What would a corresponding spread be to play a downdraft in a stock such as VVUS?
Since this is the VHC board, I'll attempt to answer your question for both VHC and VVUS. The first task
is to develop your thesis for the stock in question. How low do you expect the stock to drop and in what time
frame will that happen? I'm assuming here that your intent is to profit from a decline in the stock, as opposed to
protecting the evaporation of existing gains.
Hypothetical scenario for VVUS. With VVUS at 24.30, suppose you were expecting a drop down to 20 by the end of the year. Here's one way to play this: Buy the Jan 2013 Put 24 for about 4.85 and sell the August Put 20 for about .78, for a net debit of 4.07. As the August Puts expire (assuming VVUS hasn't made it's expected drop below 20 yet), then consider selling the Sept 20 Put, and so forth.
Note 2 obvious risks with this spread. (1) The beta for VVUS stock, at 1.1, is high by its historical standards. If the stock 'quiets down' in the future, you will see the premiums for the options decline even when the stock doesn't move up. This would reduce Put 20 premiums for future months as well as the long Put 24. (2) VVUS might rise rather than fall, thus causing your long Jan Put 24 to decline rapidly in value. In this case, you should sell what's left of your spread only when your thesis has changed and holding the spread doesn't make sense.

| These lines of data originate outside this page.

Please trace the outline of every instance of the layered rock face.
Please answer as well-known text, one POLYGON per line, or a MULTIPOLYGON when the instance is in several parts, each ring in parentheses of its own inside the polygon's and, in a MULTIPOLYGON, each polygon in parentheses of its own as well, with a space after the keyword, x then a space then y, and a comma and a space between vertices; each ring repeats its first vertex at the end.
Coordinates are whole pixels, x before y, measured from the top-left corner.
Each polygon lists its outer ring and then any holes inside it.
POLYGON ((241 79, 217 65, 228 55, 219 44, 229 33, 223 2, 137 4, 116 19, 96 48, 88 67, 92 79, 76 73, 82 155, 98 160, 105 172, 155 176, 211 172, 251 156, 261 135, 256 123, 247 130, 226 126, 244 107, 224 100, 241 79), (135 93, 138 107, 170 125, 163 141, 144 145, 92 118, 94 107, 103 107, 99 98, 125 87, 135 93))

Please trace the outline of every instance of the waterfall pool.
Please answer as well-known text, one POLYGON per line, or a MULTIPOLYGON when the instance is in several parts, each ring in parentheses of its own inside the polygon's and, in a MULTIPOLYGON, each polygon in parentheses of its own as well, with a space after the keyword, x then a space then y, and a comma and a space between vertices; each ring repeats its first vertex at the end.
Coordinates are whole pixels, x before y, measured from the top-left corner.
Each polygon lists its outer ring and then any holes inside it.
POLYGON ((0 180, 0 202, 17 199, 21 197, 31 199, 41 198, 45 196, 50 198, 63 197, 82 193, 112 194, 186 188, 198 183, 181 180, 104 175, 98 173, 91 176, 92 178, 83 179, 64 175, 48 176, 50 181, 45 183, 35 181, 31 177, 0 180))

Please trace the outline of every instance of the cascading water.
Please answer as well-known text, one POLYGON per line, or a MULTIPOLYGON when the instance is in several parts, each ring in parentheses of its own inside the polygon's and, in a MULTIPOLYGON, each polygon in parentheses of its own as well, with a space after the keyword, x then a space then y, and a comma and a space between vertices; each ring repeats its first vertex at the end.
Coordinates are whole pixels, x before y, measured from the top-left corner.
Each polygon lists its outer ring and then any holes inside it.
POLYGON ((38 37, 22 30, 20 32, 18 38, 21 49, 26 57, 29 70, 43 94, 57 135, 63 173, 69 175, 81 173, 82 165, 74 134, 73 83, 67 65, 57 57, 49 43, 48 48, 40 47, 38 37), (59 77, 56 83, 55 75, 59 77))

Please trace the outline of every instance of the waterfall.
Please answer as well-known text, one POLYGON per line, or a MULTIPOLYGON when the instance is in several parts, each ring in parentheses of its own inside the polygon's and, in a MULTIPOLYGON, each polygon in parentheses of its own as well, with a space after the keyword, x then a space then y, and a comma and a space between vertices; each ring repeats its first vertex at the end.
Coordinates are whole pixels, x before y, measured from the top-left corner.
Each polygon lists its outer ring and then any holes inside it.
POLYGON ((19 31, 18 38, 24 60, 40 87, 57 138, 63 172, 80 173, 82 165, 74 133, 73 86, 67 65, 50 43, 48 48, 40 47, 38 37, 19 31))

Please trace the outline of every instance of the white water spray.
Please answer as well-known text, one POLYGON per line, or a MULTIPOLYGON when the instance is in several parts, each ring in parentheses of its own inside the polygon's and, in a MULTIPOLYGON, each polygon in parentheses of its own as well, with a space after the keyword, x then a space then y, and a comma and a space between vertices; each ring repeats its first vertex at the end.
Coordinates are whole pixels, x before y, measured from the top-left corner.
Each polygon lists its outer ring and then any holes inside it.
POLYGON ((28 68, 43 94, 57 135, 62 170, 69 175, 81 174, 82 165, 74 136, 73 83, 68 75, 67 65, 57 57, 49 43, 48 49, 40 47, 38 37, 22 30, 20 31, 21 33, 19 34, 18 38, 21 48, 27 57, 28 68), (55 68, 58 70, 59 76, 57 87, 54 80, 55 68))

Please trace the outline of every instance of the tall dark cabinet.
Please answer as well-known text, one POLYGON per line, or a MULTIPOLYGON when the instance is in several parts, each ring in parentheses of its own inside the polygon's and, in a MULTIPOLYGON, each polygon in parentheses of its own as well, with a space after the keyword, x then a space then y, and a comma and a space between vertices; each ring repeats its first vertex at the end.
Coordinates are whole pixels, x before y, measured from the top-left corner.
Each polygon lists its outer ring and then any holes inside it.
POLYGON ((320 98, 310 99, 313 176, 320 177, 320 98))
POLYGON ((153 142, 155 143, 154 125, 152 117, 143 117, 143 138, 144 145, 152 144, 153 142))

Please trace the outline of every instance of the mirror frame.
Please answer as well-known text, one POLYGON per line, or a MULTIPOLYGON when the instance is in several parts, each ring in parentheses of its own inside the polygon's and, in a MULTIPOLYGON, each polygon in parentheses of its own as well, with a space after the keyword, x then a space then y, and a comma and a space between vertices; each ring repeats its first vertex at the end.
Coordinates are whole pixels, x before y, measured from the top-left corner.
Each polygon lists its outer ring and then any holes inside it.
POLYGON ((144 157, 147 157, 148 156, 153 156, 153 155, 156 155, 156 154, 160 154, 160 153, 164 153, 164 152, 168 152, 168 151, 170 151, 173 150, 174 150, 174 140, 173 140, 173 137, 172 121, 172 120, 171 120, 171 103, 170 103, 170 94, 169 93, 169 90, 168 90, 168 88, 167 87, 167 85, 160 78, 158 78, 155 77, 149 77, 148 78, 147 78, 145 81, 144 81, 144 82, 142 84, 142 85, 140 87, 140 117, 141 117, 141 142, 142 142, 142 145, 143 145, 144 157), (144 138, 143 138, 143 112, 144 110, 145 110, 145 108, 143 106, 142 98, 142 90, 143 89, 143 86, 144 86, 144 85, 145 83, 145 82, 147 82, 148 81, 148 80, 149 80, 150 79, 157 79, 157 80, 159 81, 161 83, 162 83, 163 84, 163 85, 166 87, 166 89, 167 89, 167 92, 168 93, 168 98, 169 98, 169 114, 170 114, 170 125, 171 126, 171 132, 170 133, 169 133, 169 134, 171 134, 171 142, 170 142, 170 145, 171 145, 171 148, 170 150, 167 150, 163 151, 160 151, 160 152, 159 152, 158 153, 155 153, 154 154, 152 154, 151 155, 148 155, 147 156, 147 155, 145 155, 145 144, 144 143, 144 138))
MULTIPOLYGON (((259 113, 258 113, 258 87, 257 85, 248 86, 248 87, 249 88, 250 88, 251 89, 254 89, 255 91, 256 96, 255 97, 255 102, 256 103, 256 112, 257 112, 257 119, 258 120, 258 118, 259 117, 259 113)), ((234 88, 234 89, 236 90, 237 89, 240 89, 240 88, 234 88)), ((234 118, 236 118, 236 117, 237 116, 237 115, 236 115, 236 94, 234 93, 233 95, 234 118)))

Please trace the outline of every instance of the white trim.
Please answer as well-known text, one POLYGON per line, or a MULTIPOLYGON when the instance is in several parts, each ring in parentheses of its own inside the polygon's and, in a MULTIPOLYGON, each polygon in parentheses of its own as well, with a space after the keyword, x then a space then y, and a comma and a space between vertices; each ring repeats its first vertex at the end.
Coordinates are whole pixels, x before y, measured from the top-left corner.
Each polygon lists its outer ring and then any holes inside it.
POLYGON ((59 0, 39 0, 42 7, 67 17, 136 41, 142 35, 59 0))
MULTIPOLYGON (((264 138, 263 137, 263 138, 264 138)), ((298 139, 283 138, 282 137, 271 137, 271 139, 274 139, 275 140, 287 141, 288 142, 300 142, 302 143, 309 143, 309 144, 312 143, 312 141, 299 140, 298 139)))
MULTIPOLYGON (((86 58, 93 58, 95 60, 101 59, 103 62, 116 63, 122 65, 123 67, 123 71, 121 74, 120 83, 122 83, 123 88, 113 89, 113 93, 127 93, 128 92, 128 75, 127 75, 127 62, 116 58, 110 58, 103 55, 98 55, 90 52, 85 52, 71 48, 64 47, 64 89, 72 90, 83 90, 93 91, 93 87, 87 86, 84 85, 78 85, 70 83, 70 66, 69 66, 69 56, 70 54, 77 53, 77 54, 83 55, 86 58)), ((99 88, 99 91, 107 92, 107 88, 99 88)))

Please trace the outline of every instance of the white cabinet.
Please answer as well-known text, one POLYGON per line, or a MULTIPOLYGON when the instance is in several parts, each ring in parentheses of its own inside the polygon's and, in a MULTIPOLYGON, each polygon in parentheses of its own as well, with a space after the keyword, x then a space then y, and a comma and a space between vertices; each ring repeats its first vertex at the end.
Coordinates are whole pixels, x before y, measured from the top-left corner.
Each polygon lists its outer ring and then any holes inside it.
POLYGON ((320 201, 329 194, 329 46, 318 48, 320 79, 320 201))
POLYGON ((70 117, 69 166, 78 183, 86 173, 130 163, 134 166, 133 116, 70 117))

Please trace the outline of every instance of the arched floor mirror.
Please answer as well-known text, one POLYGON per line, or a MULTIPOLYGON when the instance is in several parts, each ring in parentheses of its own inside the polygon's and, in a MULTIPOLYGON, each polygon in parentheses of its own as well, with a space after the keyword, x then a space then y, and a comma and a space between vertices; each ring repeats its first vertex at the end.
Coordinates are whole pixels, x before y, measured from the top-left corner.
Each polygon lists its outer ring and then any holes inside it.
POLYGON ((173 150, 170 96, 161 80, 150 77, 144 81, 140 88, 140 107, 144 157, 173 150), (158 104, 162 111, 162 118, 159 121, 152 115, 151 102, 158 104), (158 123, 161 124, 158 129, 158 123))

For VHC, with the stock at 35.30 suppose some bear on the stock is expecting VHC to drop below, say 30 by December OPEX. A similar strategy then, would be to buy the Dec 35 Put for 7.65 and sell the August 30 Put for 1.05, for a net debit of 6.6. Similar risks pertain to this strategy as with the one above. (Different strikes can be chosen to reduce the cost of the spread. Note that if the same strikes are chosen, say the Jan 30 Put and the Aug 30 Put, then the cost decreases, but if/when VHC drops below 30, then the value of your spread at that point would be all Time Value, as the Intrinsic Value would be the same for each option).
Finally, an example using VHC weekly's: suppose a VHC bull is expecting the stock to rise to 38 by August OPEX. One strategy is to buy the Aug 38 Call for 2.40 and then sell the July 27 Weekly 38 Call for 50 cents, for a net debit of 1.90. As each week expires, the investor can determine which Weekly strike to sell for the new week (perhaps if VHC is rising toward 38, the investor might sell a Call 39 or Call 40 strike to increase profit potential).
Generally, the premise for calendar spreads is to a) reduce the cost of owning a long dated option, and b) hope that the stock in question is moving toward your target, thereby increasing the value of the long option, while having the short option expire worthless.